I wondered what the Avengers would do if I kept on refusing to dance. An arrow through the heart seemed the most likely thing. On the other hand, the whole tribe knew I'd been studying with
Pomo
Joe. It might be impolitic to kill me just now.

 

             
It was beginning to get dark. I switched on my headlight. The air cooled sharply as I went over the crest of the coastal ridge. I turned to the right, onto highway number one, the coast highway. I could hear the sound of the surf. I went through Mendocino town, where a few artists still held out. A little before I got to Noyo, the hallucinations began.

 

             
They weren't especially disagreeable—a couple of amorphous birds, flying low, and a big coyote that was so realistic I almost unlimbered my bow to take a shot at it. Then I realized that, though there was a certain amount of moonlight, it wasn't casting any shadow. You always get things like that when there's a Dancer around.

 

             
The coyote trotted off into the darkness. I suppose the initial reason for the Mandarins' enthusiastic reception of the Dancers had been the latters' ability to produce veridical hallucinations. (Or rather, the Dancers' inability to restrain the production of hallucinations—they didn't do it on purpose.)

 

             
I've never been able to understand, though, why the Mandarins prize visual illusions so much. Perhaps our different attitudes are an example of what they would have called the generation gap. Poor old sods, it never seems to have occurred to them that they would ever be on the wrong side of the tap, with their juniors thinking them ineffective and wooden-headed. The Mandarins are the most self-righteous generation since Queen Nefertiti.

 

             
I got home about nine. Several fires had been lit in the open, and a little cooking was going on. Actually, the tribe could have lived in houses; Noyo had been a considerable settlement, and the Noyo Inn, where Pomo Joe and I hung our hats, was still in good shape.

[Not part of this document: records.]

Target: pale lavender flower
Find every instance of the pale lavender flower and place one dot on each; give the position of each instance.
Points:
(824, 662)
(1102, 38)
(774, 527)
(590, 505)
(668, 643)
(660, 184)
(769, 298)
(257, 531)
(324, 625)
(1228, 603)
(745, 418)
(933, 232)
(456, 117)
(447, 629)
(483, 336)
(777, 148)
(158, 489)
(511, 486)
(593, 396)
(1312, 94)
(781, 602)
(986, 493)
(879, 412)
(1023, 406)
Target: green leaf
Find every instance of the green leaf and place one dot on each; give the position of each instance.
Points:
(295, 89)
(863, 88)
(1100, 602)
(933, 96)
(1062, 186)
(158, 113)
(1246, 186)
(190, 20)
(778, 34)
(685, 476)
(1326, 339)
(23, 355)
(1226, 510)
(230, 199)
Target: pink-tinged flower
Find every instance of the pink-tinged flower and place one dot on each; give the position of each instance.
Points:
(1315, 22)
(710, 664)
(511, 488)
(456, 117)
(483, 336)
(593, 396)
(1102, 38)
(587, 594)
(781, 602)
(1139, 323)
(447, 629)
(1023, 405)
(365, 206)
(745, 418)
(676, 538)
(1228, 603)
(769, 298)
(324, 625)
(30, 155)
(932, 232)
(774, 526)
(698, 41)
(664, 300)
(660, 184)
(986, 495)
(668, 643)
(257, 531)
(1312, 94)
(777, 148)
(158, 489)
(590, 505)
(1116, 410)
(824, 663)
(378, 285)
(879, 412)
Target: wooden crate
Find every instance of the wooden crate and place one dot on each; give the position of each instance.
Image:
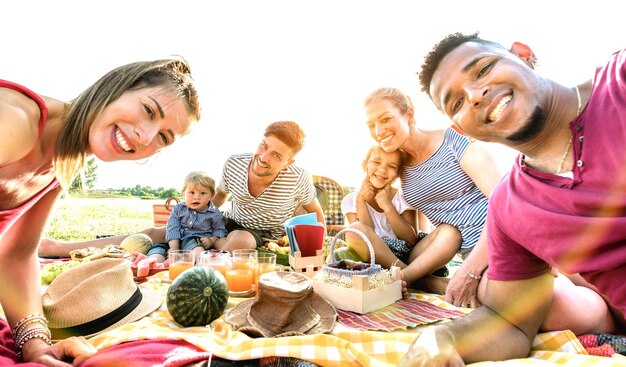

But most of the
Mandarins preferred the deliberate archaism of huts made of slabs of redwood bark. They were pleasant enough in the summer, but they tended to leak after the rains began.

 

             
I went over to one of the fires where a girl who was pretty certainly my half-sister was sitting. (She may have been my full sister, too. I'm not certain.) She was plaiting a basket.

 

             
"Hello, Joan," I said. "Anything you could spare a hungry man?"

 

             
Her face lit up. "Sam! I thought you might be back tonight. Yes, there's some cockle chowder. I kept it on the fire for you. It's good."

 

             
She ladled out the chowder for me with an abalone shell. I sat down beside her and began eating. 'It
is
good," I said. "What kind of cockles?"

 

             
"There's only one kind of cockle here," she said, laughing. "—Sam, Julian's back."

 

             
Julian was a year or so older than I. He'd left, rather unwillingly, on the Grail Quest about six weeks ago. He was the first from our tribe to make the trip—our first "graduate"—and we were all curious about what his experiences would be.